# New Bachmann 'Lil Big Haulers



## roadranger (Jan 6, 2008)

Does anyone know the scale of the newly released Bachmann 'Lil Big Haulers train cars?
Are they the same size as the Bachmann 1:22 scale 20 ft. freight car series?
Thanks for any advise!


----------



## Treeman (Jan 6, 2008)

We have the yellow caboose in stock. I could measure one if that would help.


----------



## Trains West (Oct 4, 2008)

at 1 to 22.5 the door is right at 6 ft .....and the caboose is like 14 ft long and 12 ft tall and 7 ft 9 inchs wide ..... just got mine ... like it a lot


----------



## roadranger (Jan 6, 2008)

Thanks all! 
Scott - your measurements gives a good indication they are 1:22.5 
Fits right in nicely with the majority of their 8 wheeled rolling stock.


----------



## vsmith (Jan 2, 2008)

Yep they are definetly not 1/20.3 but work nicely with 1/22.5 and would probably also work in 1/24. They are about the same detail as the LGB Toytrain line of product. I have 2 right now, there are a few issues, the caboose cupola only has windows on the sides, front and rear windows need to be cut in and the grab bars are cast in, barely, so those also have to be added, but the cast in ones are so light when you add grab bars you'll never notice the cast-in ones under. These have serious bash potential. I am already seeing the caboose being very bashable into a small boxcab like the Bobbercab I just finished.

One other thing, these come with a Scientific Toys style coupler, but these easy unscrew to add a standard Bachmann knuckle of hook/loop coupler. The stock coupler is just more kid friendly they say. 

I was at the Gold Coast Station Open House yesterday (where I bought them) and the Bachmann rep stated that these first generation cars were going to updated as they progress and that they hope to include things like the missing cupola windows. He also said they planned to use the engines base for future "more serious" models, so this looks like a whole new direction for Bmann. 

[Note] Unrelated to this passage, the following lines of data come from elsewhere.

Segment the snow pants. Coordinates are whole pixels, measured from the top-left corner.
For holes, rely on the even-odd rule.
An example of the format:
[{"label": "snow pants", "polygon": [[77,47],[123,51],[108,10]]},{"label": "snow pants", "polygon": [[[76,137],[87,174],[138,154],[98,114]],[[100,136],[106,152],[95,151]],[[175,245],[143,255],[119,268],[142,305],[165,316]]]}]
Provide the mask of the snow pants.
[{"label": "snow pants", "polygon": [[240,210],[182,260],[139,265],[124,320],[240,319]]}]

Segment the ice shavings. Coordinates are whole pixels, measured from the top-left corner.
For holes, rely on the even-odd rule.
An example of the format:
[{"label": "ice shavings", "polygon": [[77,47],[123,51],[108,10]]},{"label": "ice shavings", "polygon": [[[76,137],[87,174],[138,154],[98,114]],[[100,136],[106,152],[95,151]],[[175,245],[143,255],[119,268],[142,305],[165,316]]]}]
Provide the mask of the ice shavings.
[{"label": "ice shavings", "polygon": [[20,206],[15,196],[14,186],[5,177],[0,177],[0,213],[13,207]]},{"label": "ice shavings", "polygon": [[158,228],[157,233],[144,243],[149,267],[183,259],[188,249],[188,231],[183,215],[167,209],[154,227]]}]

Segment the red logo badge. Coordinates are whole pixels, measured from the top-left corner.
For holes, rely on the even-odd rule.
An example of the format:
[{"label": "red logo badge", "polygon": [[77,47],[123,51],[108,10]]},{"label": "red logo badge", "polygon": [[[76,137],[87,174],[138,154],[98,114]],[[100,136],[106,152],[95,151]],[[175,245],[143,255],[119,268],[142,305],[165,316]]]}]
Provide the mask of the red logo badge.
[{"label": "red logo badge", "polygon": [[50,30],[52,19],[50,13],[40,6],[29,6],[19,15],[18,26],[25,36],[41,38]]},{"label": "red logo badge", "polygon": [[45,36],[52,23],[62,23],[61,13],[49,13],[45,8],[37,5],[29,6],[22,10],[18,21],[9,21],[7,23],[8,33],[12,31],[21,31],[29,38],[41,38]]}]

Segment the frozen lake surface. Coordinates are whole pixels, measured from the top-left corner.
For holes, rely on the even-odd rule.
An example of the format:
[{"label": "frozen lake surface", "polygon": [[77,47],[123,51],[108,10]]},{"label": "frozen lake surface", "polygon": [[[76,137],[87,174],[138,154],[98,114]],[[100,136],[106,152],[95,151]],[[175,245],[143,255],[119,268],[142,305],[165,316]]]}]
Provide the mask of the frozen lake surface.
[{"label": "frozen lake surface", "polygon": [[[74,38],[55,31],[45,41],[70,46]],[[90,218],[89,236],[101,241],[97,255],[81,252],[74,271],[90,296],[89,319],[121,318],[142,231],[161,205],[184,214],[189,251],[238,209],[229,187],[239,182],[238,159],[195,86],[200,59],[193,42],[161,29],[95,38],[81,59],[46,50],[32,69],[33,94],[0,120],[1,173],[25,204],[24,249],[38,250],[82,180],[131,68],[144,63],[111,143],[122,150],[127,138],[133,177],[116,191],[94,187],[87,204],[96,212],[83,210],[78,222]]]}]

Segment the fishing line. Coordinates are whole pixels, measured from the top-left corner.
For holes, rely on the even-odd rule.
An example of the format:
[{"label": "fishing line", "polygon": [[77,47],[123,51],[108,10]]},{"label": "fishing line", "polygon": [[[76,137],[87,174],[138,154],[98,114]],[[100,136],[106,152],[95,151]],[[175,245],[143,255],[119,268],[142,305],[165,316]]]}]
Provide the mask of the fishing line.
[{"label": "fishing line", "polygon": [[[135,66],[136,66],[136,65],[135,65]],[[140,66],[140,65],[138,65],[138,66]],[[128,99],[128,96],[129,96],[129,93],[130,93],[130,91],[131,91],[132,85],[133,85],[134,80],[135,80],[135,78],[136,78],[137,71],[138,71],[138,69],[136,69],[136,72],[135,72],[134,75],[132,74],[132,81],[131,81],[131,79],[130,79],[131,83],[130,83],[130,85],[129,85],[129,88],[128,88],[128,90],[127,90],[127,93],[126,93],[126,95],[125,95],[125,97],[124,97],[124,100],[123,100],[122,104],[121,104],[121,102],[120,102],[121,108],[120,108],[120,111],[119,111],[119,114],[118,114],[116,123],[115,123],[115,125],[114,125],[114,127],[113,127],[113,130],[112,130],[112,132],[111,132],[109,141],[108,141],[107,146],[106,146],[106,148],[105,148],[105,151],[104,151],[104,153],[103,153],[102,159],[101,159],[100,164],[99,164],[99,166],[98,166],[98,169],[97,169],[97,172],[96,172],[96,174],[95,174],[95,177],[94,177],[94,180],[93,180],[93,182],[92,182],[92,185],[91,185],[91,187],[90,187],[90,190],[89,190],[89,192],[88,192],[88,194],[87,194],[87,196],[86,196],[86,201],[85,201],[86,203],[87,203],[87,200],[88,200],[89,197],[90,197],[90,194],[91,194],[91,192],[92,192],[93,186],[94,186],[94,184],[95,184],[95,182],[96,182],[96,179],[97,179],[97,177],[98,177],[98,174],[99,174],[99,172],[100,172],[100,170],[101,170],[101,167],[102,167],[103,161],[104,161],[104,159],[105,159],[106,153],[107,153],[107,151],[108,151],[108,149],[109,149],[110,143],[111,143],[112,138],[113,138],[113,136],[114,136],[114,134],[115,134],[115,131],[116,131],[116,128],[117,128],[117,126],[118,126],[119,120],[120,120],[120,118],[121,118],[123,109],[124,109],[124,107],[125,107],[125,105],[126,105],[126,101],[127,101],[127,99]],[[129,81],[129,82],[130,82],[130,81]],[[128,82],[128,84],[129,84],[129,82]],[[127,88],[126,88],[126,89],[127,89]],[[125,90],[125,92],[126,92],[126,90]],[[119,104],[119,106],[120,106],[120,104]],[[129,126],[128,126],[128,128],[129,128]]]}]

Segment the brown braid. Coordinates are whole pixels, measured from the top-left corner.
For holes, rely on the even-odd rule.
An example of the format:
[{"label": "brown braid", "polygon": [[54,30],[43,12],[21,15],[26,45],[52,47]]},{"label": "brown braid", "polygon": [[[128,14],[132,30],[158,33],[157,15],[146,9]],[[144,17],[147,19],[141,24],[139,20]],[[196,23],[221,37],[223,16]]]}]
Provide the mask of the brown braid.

I like mine enough I'm planning on selling my 2 LGB shorty passenger cars to fund purchase of of a string of these, especially since these LGBs prices have gone bat-guano crazy and I'll never be able to reasonably afford anymore LGB shorties.


----------



## vsmith (Jan 2, 2008)

Quick review: Here is the baggage car with a standard 1/22 figure, I think this does a better job of showing its scale










End platforms showing the cast in grab bars, couplers. Doors do not open.










Caboose with figure, this is in essence a shortened version of their long time bobber caboose, end panels and windows are almost identical with new casting making up the cupola.











Cupola windows in the process of being cut in, plastic cuts easily. Construction on the caboose is a little different than the baggage car, the baggage/passenger car bodies comes off exactly like the bobber caboose with 4 tabs, the roof unscrews; the caboose has 4 screws to remove what I expect is a basic chassis used for all the frieght cars, the body is one piece casting like the bobbers. 

As I said, great bash potential as they are easy to dismantle, easy to cut up and cheap as chips in afforabiltiy. The Bachmann rep reported that this line has gotten very postive feedback, I can see why.


----------



## roadranger (Jan 6, 2008)

Thanks for the pics, vsmith! "Worth a thousand words" 

And you answered my next question, which was how the passenger cars measured up...


----------



## vsmith (Jan 2, 2008)

9-1/2" overall at the endbeams, 4" wide, 6" tall = Baggage/Passenger cars 

7-1/2" overall at the endbeams, 4" wide, 6-1/2" tall = Caboose


----------